Lapid’s film centres on Yaron (Yiftach Klein) part of an elite Israeli anti-terrorism unit that is pitted against a group of young anarchists. Tackling Israeli machismo, as well as the country’s growing economic inequalities, Policeman has gained much international attention and controversy for its subject matter and characterizations, as well as its bold cinematic approach.

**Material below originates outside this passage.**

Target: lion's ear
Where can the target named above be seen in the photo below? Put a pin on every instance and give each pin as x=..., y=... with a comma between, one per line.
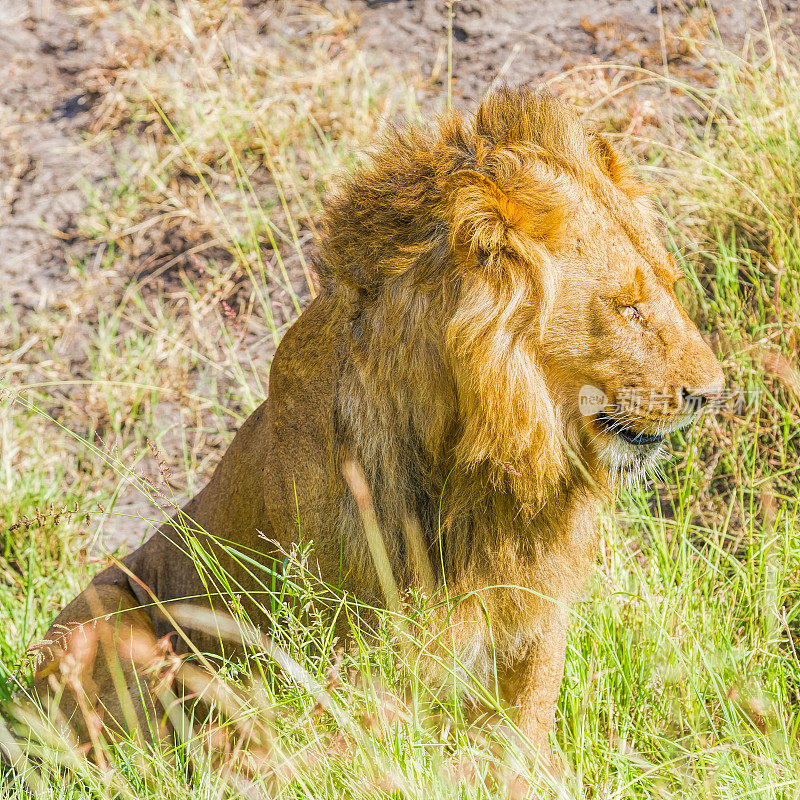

“An experiment in tone that posits a new direction for Israeli cinema, Policeman is bathed in cool emotional detachment deliberately juxtaposed against its operatic story.” (National Centre for Jewish Film)

The film speaks to the global Occupy movement. But in Israel, the film had a particular resonance. Two days after the film’s first public screening in the summer of 2011, large social protests began in Israel.

“During these months of protests I witnessed scenes on the streets of Israel that reminded me, in an unbelievable way, of my film,” describes Lapid. “It’s as if reality has interpreted scenes from my script, and the streets of Tel Aviv and Jerusalem had become the shooting set.” All this forced the esteemed Israeli film critic Uri Klein to suggest that compared to the other Israeli films produced that year “which seemed to me outdated and divorced from their times, in Policeman I felt the beat of the present historical moment.”

Born in 1975 in Israel, Lapid studied history and philosophy in Tel Aviv, then film at the Sam Spiegel Film & Television School in Jerusalem.  His graduation film Emile’s Girlfriend screened at the Cannes Film Festival in 2006. He participated in the Festival de Cannes Residence, where he wrote the script for Policeman, which is his feature debut.

ABOUT TORONTO JEWISH FILM FESTIVAL

The Toronto Jewish Film Festival presents the best feature films, documentaries and shorts from around the world, on themes of Jewish culture and identity.  The Festival is dedicated to using film for its contemporary popular value and accessibility, in order to reflect the diversity of the Jewish experience internationally.  The TJFF provides an opportunity to heighten awareness of Jewish and cultural diversity around the world, to audiences of all cultural backgrounds, and to present films in their original languages with subtitles, in an effort to break down racial, cultural and religious barriers and stereotypes.